慕われるのは有難いが、どちらかを特別扱いすると喧嘩になるのが分かっているので、これでも結構気を遣っている。
WPが絡むと真っ先に疑ってくるストームと、施設の在り方を疑問視してるムグルに挟まれた俺は、先が思いやられるとばかりに溜め息を吐いた。
「ところでLiderは、何時まで君達を足止めするつもりでいるのかな?」
「何時頃騒動が起きたの?」
「昼前や」
誰となくムグルが尋ねたようだが、襖の向こうに誰かいるのだろう。俺がストームに質問すると、肘を付いて軽く答えたストームも襖の向こう側を気にした。
「それじゃあ今日中に話が聞けるとは、思わない方がよさそうだね」
「帰るの?」
「まぁボク等WPPOは、フレム君が助けを求めてきたから手を貸しただけだからね。電話をくれたウォームさんと入れ替わりで帰ることにするよ」
「なんや、ウォームの提案やったんか」
「うん、知らない人に付いて行くのは怖いだろうからって」
子供扱いされてるとしか思えないが、此処は異世界。
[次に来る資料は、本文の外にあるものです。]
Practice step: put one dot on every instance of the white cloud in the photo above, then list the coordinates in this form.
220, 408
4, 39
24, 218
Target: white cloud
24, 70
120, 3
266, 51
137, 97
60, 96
魔法が使えるからと油断しては、グレイのように狙われかねないからだろう。
話を聞いたストームも、それならばと保護者代わりに礼を述べる。
「そらおおきにな! WPもたまにはえぇ仕事してくれるやないか♪」
「フレム君には借りがあるからね。でなきゃ丁重にお断り申し上げてたよ」
「そうなの?」
「ボク等WPは、あくまでこの世界に迷惑をかけてる同郷者が相手だからね。もしグレイ君を始末するために、ストームさんが一役かってたら別だけど。今回は、どう考えても厄介事に巻き込まれた感じでしょ? グレイ君を狙うのに、よりにもよって来客日に決行するなんてね」
「ほんまやで。騒動にならんよう、お忍び対応にしてもろうたんやけどな」
ーーあれでか。
そもそもお忍びなら、国賓なんて目立つ要素しかない待遇いらないんですけど……。
箝口令でもしかれているのか。
物騒な出来事があったにも関わらず、二人の話を聞きながら茶菓子を摘まんでいると、御遣いに案内されたウォームが顔を出した。